Rintu Thomas e Sushmit Ghosh conversam com o repórter do Estadão de Nova York. O casal de cineastas indianos está fazendo história por colocar a Índia, pela primeira vez, na disputa do Oscar de melhor documentário. Seu filme se chama Escrevendo com Fogo e aborda a luta de mulheres jornalistas para transformar o impresso Khabar Lahariya, da zona rural de Uttar Pradesh, num empreendimento digital. Só o fato de serem mulheres já lhes criaria problemas numa sociedade machista, mas a questão não é só de gênero. Elas são mulheres dalits.
Na classificação social indiana, são párias, ou intocáveis. Os párias não possuem casta, representam a poeira sob os pés do deus Brama. Realizam os trabalhos considerados impuros pelas demais castas.
Só com muita determinação, e luta, essas mulheres dalits puderam criar e manter um jornal. O documentário deu-lhes projeção internacional, com reconhecimento no The New York Times e no The Washington Post, nos EUA, e no The Guardian, britânico.
A migração para o digital lhes vale hoje o acompanhamento de milhões de seguidores. Mesmo que Escrevendo com Fogo não receba o Oscar, já mudou a vida dos cineastas, e das jornalistas. “Estamos em Nova York a caminho de Los Angeles. Nossa vida está uma loucura. Todas essas entrevistas, a exposição que o Oscar representa. A Índia possui uma produção ficcional muito intensa. Todo mundo sabe que existe Bollywood. Estamos mostrando uma outra realidade, uma outra forma de fazer os filmes. Estar no Oscar é muito estimulante. Abre uma janela importante para a produção não ficcional independente, não só na Índia, mas em toda a Ásia.”
O repórter desculpa-se. Nunca havia ouvido falar no jornal. “Nós também não. Chegamos ao tema através de uma fotorreportagem mostrando as mulheres dalits que denunciavam a exclusão social em sua região. A Índia é um país imenso, com mais de um bilhão de habitantes. Uma parcela significativa dessa população vive abaixo da linha da pobreza, mas não foram exatamente as denúncias dessas condições sub-humanas que nos levaram a fazer o filme. Foram as mulheres, as jornalistas. Há uma cena no filme em que Meera, a chefe de redação, entrevista um poderoso chefe local. Ele mostra sua espada, diz que não se separa dela. O tom é ameaçador, mas ela, pequena como é, não se intimida. Fala com ele com curiosidade, e até empatia. O homem termina por fazer uma confissão. Foi o suicídio do pai, um agricultor atingido pela crise do setor, que o transformou em quem é. O respeito pelo seu objeto de investigação. Aquilo é uma lição de jornalismo que pode ser entendida no mundo todo.”
O filme demorou cinco anos para ficar pronto. Rintu e Sushmit reuniram muito material. A produção é predominantemente ficcional. Radicalizaram. Decidiram que o filme deveria ter apenas 90 minutos. Isso significava cortar, cortar, cortar. “Chegamos à essência do tema, e das personagens. A história desse jornal, e das mulheres jornalistas, é também a história de seus entrevistados.” A velhinha que vive numa área sem saneamento básico e faz suas necessidades no mato. “Há um mundo em transformação, pessoas que nunca tiveram voz. E falam.”
CONTROLE
Escrevendo com Fogo ainda não foi exibido na Índia. O governo exerce rigoroso controle sobre a televisão. A solução será levar o filme para os cinemas, mas será preciso abrir uma brecha na programação. O repórter aproveita para contar que São Paulo sedia um importante evento internacional de documentários que está justamente para começar – no dia 31. O É Tudo Verdade deste ano homenageia, entre outros, o grande Dziga Vertov.
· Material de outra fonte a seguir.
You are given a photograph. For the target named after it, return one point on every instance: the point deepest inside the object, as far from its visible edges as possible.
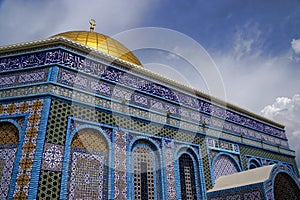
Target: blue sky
(255, 44)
Quem são os mestres de Rintu e Sushmit? “Frequentamos a escola de cinema e, naturalmente, sabemos quem é Dziga Vertov. No começo da nossa entrevista você citou Satyajit Ray. Conhecemos os grandes, mas estamos construindo a nossa via, seguindo nosso caminho. Queremos fazer filmes que reflitam o mundo.”
Escrevendo com Fogo está disponível nas plataformas Claro Now, iTunes/Apple, Google/YouTube e Vivo Play.
As informações são do jornal O Estado de S. Paulo.